While at TechEd, I blogged a bit about the cool features I was seeing in the Sharepoint Search functionality. I’ve finally managed to find a bit of extra time to write more about that to help bring the exciting details to a wider audience.
Like most search providers, Sharepoint Search crawls content, creates an index based on the results of crawls, and then users search against the index.
Any given Sharepoint site is configured with a single Shared Service Provider (SSP). This SSP determines a few architecturally-oriented configuration settings, including what Search index end users access when searching from that Sharepoint site. So any given Sharepoint server might have many SSPs, and many different search indexes. And in contrast, many Sharepoint sites across many Sharepoint servers could share the same SSP and Search index. So from a Sharepoint architectural design there’s a lot of flexibility for which underlying index is used.

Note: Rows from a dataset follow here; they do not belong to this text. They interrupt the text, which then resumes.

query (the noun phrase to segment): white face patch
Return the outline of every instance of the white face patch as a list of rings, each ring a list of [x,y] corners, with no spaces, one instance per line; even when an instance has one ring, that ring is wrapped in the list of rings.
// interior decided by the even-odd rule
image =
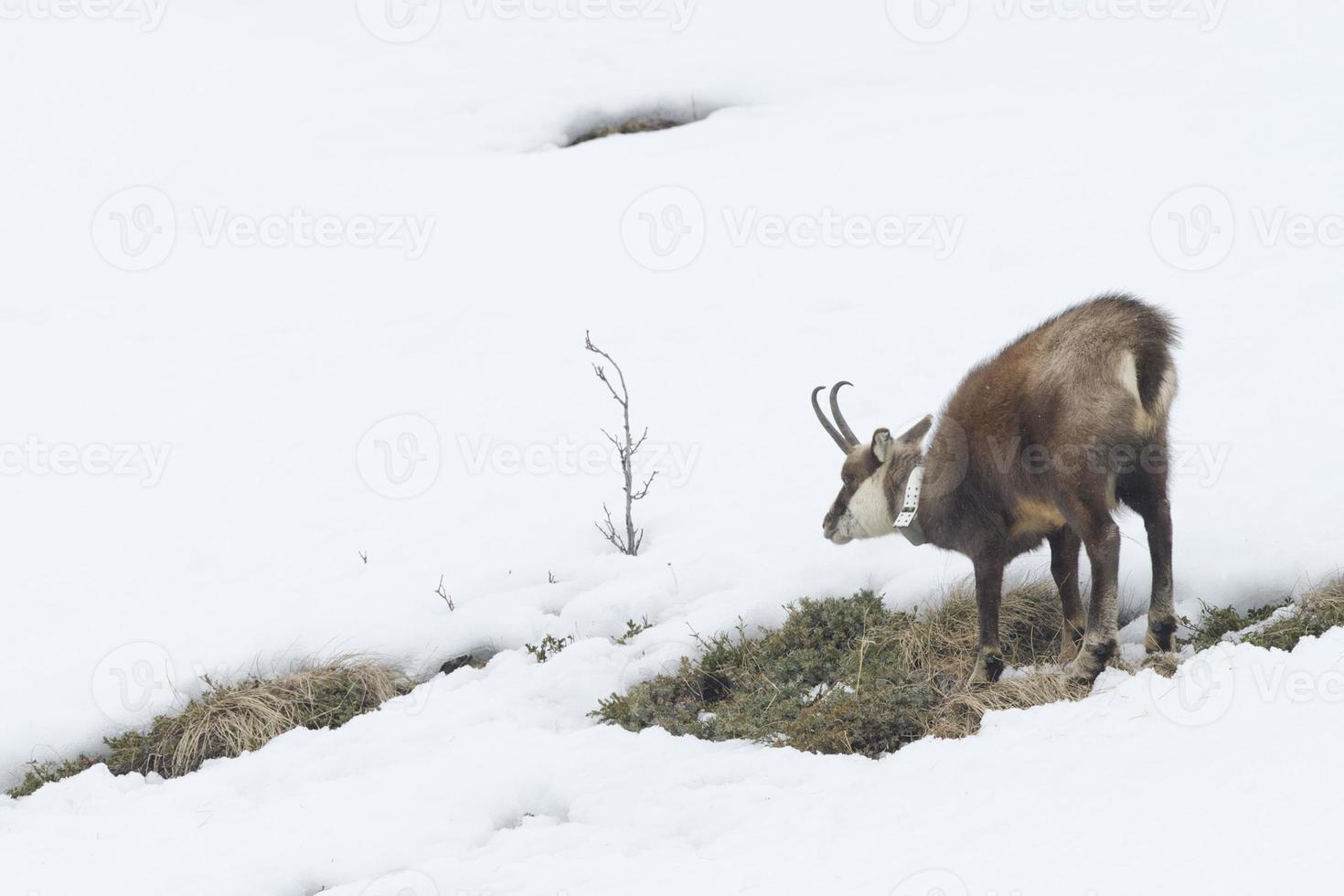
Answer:
[[[836,535],[844,539],[875,539],[891,535],[895,514],[887,502],[887,492],[882,488],[886,467],[878,469],[863,481],[863,485],[849,498],[845,514],[840,517]]]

OK, so admittedly that’s not very exciting. I’ll get to the exciting stuff now …
So the effectiveness of any search offering depends on how relevant the results it returns are. Sharepoint has a rich ability to calculate relevance. The
factors it supports are:
- Title and filename
- Density of search term (e.g. 10 mentions in a 2 page doc vs. 10 mentions in a 100 page doc)
- Keywords (i.e. terms with special meaning to an organization that have special behavior associated with them. This is closely tied to the best bets feature, and additionally you can provide synonyms for keywords that broaden the results returned and the likelihood of the keyword being triggered)
- Best bets (i.e. results that have been manually tagged as a “best bet”)
- Security (i.e. users only see results they inpidually have permissions to see)
- Hyperlink click distance (number of “clicks” from an authoritative site)
- HTML anchor text (that’s the text of hyperlinks)
- URL depth (how nested within a website directory structure is it?)
- URL text matching
- Document Title (office docs only)
- De-duplication of results (no duplicate results returned)
- Language of choice (as determined by browser language)
- Search scopes (definable subsets of all the index)
Another key element in what is returned in a search is what kinds of sources can be crawled. Sharepoint Search supports a persity of sources:
- Sharepoint sites
- SMB (i.e. Windows) file shares
- Exchange public folders
- Non-Sharepoint websites
- Active Directory or any LDAP directory
- Sharepoint profile databases
- Web applications
Obviously, there is a ton of value here by being able to search more than just web-based sources.
There are some details under the hood here (which I freely admit I don’t fully understand yet) with respect to secure sources that require authentication/authorization. You can specify crawler credentials for each source, but I’m not sure I understand how that security is respected.
So Sharepoint Search gives you the ability to move beyond just web searching, and it gives you a bunch of knobs and buttons to help make results more relevant.
Let’s look a bit more about one of those knobs. Search scopes are a way to define a more limited set of the index to search against. Assuming you define relevant scopes, this improves the relevance of search results. In an UW enterprise Sharepoint Search offering you might imagine scopes that are targeted to specific kinds of content (via metadata or filename), to specific disciplines (via metadata, sources, or URL location), to specific departmental sources (via source). Nice feature.
So as a user, you have the ability to save searches. And optionally you can configure alerting on those saved searches. Which means the user would be emailed when the search results change (and I’ll admit the implications of this feature scare me). You can also optionally choose to save the search as an RSS feed. Both these optional features have the effect of turning search from a pull to a push mechanism, which is very nice.
From within Office, for example Word, you can also issue a search against Sharepoint Search. You right click on a word, choose “Look Up” and assuming you’ve configured the search providers within Word to point at the Sharepoint search provider, it’ll work.
From a Search service provider perspective, there are a number of nice features. For example, Sharepoint provides usage reporting which can help you tune the various factors noted above to make the search service more relevant. Typical canned usage reports that might be helpful are:
- search result destination pages
- queries with zero results
- most-clicked best bets
- queries with zero best bets
- queries with low click-through
- top query origin site collections over the previous X days